Domani verrà celebrato l’anniversario della nascita del suo fondatore, divenuto nel dopo guerra un’icona di stile, bellezza e lusso.
Ancora oggi Christian Dior è sinonimo di alta moda e le sue creazioni hanno mantenuto un livello altissimo di qualità e ricerca.
Sono tantissime le invezioni riconducibili alla casa di moda francese, divenuta popolare per avere cambiato radicalmente l’immagine della donna in seguito al secondo conflitto mondiale, che aveva arrestato brutalmente l’haute couture.
La moda femminile degli anni quaranta, infatti, era basata su una linea estremamente semplice e mascolina, con gonne al ginocchio, spalle quadrate e tessuti sintetici e poco pregiati.
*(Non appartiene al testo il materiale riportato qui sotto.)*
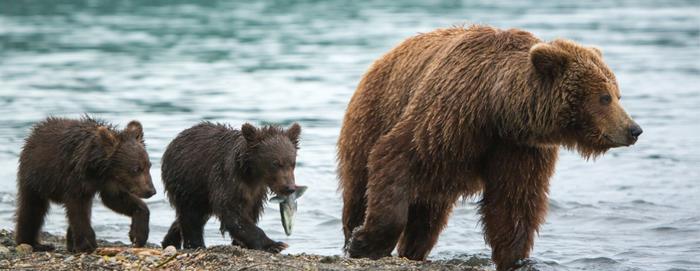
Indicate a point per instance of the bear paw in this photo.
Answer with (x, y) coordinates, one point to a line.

La prima importante innovazione fu percepibile già dalla sua prima sfilata, denominata ‘Corolla‘, nella quale ridisegnò le proporzioni femminili allungando l’orlo delle gonne, assottigliando il punto vita attraverso l’utilizzo di bustini e arrotondando le spalle. Il cambiamento fu così importante da indurre i giornlisti americani a definire lo stile di quella collezione ‘New look‘.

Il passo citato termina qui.